I cannot provide figures, but for me, when debugging within code that is not my own, I find that even something as simple as a call tree is often a big help (it is complementary to a stack trace, as you often want to figure out what was going on before the failure.)

My guess is that more sophisticated and powerful tools for understanding software will do more to improve its development than yet another language.

I'm curious about how you use this during debugging, would you mind elaborating on what language(s) you're using the call-graph from?

I'm wondering because I've been studying building automated program reasoning tools and have found that even just creating the call-graph is difficult: I imagine the end result potentially confusing the user because it is either incomplete or overly pessimistic. For example, the LLVM call-graph (apart from not being in the language directly used by the developer) does not include edges from indirect calls because their targets cannot be resolved (so it is incomplete). Alternatively, in the case where you don't know which function is called you can just add an edge to every function in the program (pessimistically).

The same story goes for the dependency graph.

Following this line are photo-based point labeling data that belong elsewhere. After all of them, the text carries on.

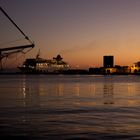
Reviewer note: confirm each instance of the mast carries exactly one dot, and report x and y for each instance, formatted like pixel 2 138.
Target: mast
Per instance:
pixel 5 52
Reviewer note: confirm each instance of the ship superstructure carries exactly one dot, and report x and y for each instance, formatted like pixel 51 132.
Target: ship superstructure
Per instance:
pixel 40 65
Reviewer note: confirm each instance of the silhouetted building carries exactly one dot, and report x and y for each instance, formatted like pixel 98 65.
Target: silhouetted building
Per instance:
pixel 108 61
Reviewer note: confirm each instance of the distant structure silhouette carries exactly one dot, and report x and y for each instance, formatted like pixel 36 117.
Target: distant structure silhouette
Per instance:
pixel 108 61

I myself am a bit pessimistic myself about more powerful software understanding tools probably because I've been working on the problem for too long. It's particularly difficult because the languages end up being too difficult to analyze, and there is a huge engineering effort in creating an analyzer which is tuneable to handle various language features efficiently. But, if you have a particular problem and a particular (subset) of the language it ends up working nicely.

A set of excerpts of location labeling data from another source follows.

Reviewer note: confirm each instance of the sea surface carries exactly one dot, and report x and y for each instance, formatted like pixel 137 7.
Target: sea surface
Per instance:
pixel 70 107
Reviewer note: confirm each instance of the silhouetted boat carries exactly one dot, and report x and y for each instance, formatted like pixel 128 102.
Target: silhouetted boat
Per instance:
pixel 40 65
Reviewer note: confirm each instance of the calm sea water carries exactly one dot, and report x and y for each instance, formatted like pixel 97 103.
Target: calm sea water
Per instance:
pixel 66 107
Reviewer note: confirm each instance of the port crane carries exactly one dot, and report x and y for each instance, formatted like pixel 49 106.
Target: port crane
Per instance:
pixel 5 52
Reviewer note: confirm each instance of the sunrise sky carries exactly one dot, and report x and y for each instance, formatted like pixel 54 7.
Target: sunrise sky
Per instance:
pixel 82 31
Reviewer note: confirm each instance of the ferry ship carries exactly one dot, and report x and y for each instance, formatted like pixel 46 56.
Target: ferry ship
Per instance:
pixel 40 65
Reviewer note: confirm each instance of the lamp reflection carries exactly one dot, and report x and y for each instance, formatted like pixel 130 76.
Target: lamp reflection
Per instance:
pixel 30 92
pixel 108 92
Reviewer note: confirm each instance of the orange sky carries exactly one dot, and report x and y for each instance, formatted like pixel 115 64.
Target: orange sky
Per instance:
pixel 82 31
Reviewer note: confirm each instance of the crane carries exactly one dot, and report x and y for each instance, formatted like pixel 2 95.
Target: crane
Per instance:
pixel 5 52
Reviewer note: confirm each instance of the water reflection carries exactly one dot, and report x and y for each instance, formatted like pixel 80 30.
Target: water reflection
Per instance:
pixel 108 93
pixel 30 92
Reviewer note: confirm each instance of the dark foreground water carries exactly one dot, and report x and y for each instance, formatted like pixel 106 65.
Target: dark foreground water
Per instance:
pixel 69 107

I have done this for C code. I will sometimes print off sections of a call tree and make notes on it to keep track of what I have found about what updates what as I work backwards from the point of failure.

I have also used the 'call hierarchy' and 'find usages' features in IntelliJ to help me navigate around Java code.

I appreciate your point that more dynamic and feature-rich languages are much more difficult (if not impossible) to analyze statically.

Call tree and deps graph is mandatory to me.